Mike Moustakas - Moustakas had an awful April at Low-A Burlington and hasn't yet had a big month as a pro, currently hitting .244/.304/.407, but a little bit of patience is in order here. Keep in mind that he's just 19 and one of the younger players in the league. Not to say that he has the same ceiling, but remember that Justin Upton had just a .756 OPS at the same level in his first year as a pro. Projections of him reaching Double-A this year were overly ambitious, as he'll probably have to master Low-A before getting any sort of promotion.
Rick Porcello - It's tempting to think that Porcello's 47:23 K:BB in 84 innings for High-A Lakeland is a disappointment, but it's important to remember that he was facing high school hitters last year, and he's made the direct leap to a tough track. He won't turn 20 until December. Besides his low ERA (2.79), Porcello also has induced a number of groundballs (2.31 G/F). He remains an elite pitching prospect. Don't expect him to be a quick help to the big league club, because of his age. Tigers GM Dave Dombrowski said earlier in the week that he doesn't intend to promote Porcello to Double-A this year.
Nolan Reimold - While there could be financial reasons not to call up Reimold this summer, he's proven that his bat is pretty close to being ready, perhaps needing a quick stint at Triple-A first. He's hitting .283/.361/.503 at Double-A Bowie with a 38:46 BB:K ratio at the plate. The O's are pretty close to setting their long-term outfield of Nick Markakis, Adam Jones and Reimold, and if/when they're sellers at the trade deadline, a spot should open up for him.
Travis Snider - Snider is one of the top hitting prospects still remaining in the minors. Like Cardinals prospect Colby Rasmus, Snider struggled early this season at his new level, but has come on strong recently. Use his slow start as a buying opportunity, and get him while you can. Snider isn't necessarily this year's Jay Bruce, because Bruce is such a better defensive player and baserunner, but like Bruce, he can flat-out rake and should rise quickly. Chances are we'll see him in the majors in 2009, but not in September this year.

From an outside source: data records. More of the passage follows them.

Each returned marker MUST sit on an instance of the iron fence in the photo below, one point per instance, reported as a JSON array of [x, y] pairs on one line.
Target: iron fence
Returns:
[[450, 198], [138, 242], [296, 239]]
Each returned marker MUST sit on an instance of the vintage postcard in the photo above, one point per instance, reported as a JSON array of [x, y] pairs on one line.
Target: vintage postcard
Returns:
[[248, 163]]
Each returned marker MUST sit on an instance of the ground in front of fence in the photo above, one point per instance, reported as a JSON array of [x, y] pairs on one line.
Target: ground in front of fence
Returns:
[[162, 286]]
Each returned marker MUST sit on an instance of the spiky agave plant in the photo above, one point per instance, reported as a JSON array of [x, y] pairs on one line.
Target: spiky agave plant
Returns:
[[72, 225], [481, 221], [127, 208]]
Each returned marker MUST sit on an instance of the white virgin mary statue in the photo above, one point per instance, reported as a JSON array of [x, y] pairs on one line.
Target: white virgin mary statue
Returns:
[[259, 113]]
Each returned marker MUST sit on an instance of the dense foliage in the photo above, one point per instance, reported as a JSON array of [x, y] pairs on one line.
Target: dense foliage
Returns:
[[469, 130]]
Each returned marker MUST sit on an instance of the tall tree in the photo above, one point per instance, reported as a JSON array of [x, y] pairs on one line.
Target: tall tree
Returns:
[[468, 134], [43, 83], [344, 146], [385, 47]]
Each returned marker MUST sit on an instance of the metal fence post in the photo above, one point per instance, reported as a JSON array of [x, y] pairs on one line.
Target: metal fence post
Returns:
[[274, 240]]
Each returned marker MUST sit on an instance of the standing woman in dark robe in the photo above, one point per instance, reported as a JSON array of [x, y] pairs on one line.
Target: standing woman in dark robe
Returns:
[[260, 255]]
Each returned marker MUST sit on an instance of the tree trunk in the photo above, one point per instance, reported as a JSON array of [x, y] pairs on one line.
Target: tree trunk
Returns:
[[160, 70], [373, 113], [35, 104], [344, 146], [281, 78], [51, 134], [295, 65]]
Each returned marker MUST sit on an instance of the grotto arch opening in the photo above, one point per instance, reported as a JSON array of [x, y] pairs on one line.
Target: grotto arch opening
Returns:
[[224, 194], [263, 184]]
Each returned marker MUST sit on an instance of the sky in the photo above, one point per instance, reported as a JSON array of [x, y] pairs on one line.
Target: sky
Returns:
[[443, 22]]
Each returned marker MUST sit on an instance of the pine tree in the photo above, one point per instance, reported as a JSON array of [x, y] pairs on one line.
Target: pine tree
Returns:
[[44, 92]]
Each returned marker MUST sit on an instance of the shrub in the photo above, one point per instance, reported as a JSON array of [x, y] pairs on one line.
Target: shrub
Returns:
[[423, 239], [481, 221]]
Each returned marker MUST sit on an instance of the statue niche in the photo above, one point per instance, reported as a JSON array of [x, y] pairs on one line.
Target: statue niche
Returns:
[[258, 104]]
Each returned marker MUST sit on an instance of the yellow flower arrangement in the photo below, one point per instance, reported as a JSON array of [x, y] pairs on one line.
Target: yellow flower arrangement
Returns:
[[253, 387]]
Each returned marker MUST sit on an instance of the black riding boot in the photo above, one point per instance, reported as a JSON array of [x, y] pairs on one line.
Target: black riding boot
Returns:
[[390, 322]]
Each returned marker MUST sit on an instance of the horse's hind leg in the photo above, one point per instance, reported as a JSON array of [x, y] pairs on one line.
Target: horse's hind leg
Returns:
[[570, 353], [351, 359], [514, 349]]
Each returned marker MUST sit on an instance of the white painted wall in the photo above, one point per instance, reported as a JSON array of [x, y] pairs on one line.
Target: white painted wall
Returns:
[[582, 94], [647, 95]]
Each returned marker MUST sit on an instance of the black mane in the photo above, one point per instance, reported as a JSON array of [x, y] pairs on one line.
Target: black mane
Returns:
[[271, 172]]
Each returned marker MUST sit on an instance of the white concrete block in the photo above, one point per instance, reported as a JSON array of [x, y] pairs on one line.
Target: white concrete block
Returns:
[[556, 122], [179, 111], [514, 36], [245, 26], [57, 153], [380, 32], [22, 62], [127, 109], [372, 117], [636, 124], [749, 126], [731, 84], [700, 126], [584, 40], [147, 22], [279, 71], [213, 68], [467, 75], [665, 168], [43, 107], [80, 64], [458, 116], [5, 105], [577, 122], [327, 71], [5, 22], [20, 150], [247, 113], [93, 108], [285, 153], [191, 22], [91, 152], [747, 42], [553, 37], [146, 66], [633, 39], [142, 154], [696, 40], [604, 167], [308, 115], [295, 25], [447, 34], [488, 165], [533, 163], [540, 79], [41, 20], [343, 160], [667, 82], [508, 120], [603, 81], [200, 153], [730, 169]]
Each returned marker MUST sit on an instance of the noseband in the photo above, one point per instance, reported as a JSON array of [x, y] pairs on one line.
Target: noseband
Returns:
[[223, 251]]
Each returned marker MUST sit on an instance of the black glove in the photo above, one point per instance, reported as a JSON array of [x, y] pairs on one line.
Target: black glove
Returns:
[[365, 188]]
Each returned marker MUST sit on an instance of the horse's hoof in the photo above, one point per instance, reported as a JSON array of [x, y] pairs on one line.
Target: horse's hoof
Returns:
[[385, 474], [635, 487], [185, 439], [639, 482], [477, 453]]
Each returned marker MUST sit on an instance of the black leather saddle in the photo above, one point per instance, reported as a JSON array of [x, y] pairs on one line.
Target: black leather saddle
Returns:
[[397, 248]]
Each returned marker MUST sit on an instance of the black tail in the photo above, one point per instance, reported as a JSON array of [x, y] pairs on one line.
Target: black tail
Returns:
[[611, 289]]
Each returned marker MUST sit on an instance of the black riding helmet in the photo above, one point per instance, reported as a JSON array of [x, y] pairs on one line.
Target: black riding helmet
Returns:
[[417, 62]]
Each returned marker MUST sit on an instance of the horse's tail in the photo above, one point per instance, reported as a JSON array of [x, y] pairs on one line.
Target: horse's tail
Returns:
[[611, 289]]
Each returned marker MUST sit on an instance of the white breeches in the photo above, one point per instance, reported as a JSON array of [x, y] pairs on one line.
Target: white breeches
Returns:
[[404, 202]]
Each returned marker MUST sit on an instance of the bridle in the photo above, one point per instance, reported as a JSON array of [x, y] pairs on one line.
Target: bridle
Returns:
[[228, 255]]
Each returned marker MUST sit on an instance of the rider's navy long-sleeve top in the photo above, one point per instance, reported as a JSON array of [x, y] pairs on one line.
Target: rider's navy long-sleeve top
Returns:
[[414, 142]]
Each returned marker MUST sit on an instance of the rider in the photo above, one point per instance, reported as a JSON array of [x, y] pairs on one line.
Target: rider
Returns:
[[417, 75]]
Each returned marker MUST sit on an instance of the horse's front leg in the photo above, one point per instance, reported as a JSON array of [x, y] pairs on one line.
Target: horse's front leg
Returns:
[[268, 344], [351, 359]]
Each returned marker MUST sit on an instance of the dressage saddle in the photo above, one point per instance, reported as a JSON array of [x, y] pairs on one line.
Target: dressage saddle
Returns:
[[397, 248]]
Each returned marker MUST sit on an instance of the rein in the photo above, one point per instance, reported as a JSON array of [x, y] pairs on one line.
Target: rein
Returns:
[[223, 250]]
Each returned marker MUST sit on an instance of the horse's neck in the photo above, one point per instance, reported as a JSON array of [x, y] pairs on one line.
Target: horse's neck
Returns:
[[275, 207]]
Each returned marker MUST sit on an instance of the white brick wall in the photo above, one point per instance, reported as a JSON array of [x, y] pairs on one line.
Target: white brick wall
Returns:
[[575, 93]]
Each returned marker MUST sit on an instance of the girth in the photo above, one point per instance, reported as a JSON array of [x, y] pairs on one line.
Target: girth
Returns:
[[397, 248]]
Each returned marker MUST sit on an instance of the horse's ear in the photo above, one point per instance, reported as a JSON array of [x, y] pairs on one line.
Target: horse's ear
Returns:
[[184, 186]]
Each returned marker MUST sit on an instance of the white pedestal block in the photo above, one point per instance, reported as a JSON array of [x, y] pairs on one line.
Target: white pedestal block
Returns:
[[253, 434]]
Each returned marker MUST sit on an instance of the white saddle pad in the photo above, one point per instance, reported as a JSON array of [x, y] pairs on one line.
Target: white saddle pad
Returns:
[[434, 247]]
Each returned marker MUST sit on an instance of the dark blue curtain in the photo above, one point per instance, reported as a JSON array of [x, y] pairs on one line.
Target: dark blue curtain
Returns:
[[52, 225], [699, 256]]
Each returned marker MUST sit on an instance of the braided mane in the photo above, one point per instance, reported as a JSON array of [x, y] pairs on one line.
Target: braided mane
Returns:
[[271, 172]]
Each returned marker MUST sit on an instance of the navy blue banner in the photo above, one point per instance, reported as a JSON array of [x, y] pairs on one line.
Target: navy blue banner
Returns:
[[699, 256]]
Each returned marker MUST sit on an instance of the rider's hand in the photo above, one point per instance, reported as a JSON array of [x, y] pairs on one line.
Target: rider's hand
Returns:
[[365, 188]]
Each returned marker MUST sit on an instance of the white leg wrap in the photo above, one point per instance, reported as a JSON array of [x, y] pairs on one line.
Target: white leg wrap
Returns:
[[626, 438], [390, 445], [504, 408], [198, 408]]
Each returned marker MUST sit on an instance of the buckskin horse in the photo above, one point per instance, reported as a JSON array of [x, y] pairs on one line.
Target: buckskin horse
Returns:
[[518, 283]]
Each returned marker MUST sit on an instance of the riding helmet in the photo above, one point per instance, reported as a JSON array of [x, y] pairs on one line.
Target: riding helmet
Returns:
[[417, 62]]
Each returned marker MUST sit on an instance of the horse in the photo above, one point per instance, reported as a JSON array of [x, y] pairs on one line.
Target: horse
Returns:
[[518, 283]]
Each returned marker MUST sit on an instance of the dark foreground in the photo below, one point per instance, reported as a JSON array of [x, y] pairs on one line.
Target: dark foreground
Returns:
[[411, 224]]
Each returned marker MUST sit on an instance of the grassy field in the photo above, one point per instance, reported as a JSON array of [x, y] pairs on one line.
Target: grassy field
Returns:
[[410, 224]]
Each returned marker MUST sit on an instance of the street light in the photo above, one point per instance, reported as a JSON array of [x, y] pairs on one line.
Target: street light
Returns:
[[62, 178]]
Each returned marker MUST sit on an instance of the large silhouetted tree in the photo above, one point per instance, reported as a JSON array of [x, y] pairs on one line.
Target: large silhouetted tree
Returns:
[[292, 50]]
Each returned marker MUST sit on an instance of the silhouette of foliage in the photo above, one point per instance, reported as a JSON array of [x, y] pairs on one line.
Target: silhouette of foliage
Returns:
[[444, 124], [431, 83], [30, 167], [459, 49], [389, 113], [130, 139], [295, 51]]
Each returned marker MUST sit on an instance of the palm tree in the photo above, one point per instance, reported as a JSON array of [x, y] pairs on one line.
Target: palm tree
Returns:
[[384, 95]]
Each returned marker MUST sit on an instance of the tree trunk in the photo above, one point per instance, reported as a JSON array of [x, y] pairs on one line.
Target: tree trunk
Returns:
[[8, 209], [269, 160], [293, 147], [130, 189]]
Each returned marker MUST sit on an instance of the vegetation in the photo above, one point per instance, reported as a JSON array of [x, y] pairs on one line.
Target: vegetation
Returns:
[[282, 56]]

Brandon Wood - Wood has stagnated in the Angels' system, and the cause remains the same - his poor contact rate. Strikeouts from a prospect can be acceptable if they come with both power and walks, but in Wood's case, he just hasn't gotten his walk rate up enough to counteract his prodigious strikeout rate (58 in 217 at-bats at Triple-A Salt Lake this year). Given that there's no place for him to play when the Angels' regular starting infielders are healthy, he may need a change in organizations.